Members are to vote at a special meeting, scheduled for 22 December, on the proposed demutualisation of the insurer which would lead to it being sold to Lloyds TSB for pounds 6.7bn. If successful, an average of pounds 5,600 would be paid in compensation to with-profits policyholders.

What has emerged this week, however, is that thousands of people who have invested with Scottish Widows this year will be treated unequally in the event of a windfall.

Policyholders have all received a circular setting out terms and conditions for payouts. Every member who opened a with-profits policy before 22 June, the day before Lloyds TSB made its offer, will receive fixed compensation of pounds 500. There will be a further, variable payment for 900,000 investors who took out a policy before 31 December 1998.

The amount of variable compensation will depend on policy values and duration of membership. Estimates suggest that people investing pounds 100 would receive an extra pounds 76 for a policy started in 1998, pounds 5,300 for the same plan set up in 1988 and pounds 76,500 for one dating back to 1970. The proposed demutualisation is unanimously endorsed by the board.

Scottish Widows refused to disclose the number of new customers who invested in the first half of the year and so are ineligible for the extra money. But the figure will run into thousands. Last December's cut-off date has been criticised by some investors as arbitrary and chosen only for ease of administration.

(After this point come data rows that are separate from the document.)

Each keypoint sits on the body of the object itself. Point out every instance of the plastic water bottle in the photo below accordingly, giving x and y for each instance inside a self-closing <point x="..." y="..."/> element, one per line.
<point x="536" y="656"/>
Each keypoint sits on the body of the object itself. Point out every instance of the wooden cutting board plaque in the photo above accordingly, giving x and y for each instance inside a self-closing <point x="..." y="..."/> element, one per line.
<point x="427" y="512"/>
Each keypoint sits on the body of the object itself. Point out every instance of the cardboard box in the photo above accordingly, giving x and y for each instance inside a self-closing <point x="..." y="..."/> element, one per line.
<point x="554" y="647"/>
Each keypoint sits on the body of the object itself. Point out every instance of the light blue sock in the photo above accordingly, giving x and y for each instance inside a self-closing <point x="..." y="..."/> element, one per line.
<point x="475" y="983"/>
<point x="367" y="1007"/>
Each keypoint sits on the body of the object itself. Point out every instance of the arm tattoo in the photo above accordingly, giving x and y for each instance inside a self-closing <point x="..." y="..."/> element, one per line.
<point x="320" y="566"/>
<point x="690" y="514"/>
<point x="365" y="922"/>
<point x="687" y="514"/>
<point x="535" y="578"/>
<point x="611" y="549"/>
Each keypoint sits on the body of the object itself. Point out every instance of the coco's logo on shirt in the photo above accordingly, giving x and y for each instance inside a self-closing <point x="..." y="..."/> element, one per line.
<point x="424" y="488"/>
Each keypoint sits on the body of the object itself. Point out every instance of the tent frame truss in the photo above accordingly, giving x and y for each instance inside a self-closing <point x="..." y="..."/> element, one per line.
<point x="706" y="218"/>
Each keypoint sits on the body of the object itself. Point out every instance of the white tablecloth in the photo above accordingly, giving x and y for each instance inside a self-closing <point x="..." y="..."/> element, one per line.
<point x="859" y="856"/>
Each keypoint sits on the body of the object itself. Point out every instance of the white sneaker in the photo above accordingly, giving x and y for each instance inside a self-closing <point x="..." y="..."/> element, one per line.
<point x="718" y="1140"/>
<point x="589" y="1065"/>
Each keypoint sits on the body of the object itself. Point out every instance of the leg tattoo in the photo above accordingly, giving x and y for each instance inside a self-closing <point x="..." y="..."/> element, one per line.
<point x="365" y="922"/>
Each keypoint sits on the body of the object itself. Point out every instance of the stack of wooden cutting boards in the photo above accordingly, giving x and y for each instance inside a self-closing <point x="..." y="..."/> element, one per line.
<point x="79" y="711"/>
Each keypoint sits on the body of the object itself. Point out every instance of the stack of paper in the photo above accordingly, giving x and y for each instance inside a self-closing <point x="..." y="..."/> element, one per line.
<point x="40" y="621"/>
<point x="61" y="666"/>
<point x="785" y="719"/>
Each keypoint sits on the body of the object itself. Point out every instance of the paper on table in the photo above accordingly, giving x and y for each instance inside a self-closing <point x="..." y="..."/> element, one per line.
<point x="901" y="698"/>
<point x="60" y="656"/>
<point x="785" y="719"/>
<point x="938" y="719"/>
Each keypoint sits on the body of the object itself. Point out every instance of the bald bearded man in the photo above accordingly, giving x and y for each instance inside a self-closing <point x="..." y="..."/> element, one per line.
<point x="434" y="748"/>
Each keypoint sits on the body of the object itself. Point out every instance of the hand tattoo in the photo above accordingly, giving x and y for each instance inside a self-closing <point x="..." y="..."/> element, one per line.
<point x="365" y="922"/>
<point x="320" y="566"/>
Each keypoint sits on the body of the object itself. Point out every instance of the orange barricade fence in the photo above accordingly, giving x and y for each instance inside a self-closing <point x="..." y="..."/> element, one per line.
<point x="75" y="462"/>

While a company spokesman denied this, the amount of variable compensation will be calculated as a percentage of the reversionary bonus, and this bonus is declared at the end of every year. Administratively, therefore, it is easier to determine payouts if 31 December is the last day for eligibility.

Ultimately, new investors will benefit from the higher profits expected as a result of demutualisation - an argument put forward by Scottish Widows as justifying its decision not to include these members in the qualification for variable compensation.